Metadata-Version: 2.1
Name: SplitMerge
Version: 0.0.2.post3
Summary: Split & Merge utilities for large csv files.
Home-page: https://github.com/SatyakiDe2019/SplitMerge
Author: Satyaki De
Author-email: satyaki.de@gmail.com
License: UNKNOWN
Platform: UNKNOWN
Classifier: Programming Language :: Python :: 3
Classifier: License :: OSI Approved :: MIT License
Classifier: Operating System :: OS Independent
Description-Content-Type: text/markdown
Requires-Dist: markdown
Requires-Dist: pandas
Requires-Dist: regex

# Split-Merge Package

Splitting a large CSV file into multiple small csv files for better processing using Split features at your local disk & Merge will merge back to small files into one large file. This is a first sample version. 

### Limitations

## Split

As of now, this will create splitted file with the extension known as "_splitted_". Make sure that your original file should not contain the same naming pattern.

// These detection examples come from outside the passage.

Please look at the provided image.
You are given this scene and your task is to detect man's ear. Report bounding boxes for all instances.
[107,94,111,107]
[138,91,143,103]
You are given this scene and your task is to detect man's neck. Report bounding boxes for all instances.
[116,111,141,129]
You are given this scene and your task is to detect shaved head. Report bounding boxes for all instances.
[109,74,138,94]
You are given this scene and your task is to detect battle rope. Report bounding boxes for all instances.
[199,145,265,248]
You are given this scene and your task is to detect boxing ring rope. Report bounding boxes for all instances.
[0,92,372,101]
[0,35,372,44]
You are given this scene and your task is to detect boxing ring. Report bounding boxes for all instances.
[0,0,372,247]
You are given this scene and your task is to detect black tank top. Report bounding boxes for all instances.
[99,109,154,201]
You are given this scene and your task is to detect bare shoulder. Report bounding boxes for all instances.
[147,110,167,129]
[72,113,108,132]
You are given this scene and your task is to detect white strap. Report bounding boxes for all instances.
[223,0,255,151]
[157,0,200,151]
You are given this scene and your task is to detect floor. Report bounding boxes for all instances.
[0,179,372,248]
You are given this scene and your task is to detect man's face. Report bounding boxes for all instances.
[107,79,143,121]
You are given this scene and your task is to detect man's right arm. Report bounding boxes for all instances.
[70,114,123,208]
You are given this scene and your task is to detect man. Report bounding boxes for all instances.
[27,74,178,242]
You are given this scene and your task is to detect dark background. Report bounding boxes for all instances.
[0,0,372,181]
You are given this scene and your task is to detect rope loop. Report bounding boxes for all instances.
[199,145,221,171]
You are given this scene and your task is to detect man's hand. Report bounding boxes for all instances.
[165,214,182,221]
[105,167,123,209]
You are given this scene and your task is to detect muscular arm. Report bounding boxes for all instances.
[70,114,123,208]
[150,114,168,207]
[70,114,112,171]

> Your source file name for example - customer_addr_20180112.csv
>
> Your split file name will will be given below: 

    1__customer_addr_20180112__splitted_.csv
    2__customer_addr_20180112__splitted_.csv
    ....
    N__customer_addr_20180112__splitted_.csv

> Where N would be any number based on the size of the file.
> Bye default, each chunk will contain at least 30000 or less number of records.

## Merge

For merge, it will pick-up from the temp directory as mentioned in the bottom of this page. And, it will create a final merged file with this kind of naming convention -

    customer_addr_20180112_.csv

Final, file will be places under process directory. Please refer the bottom of this page for directory structure & placement of the main calling file.

This package requires pandas & regular expression package to be installed in your python environment.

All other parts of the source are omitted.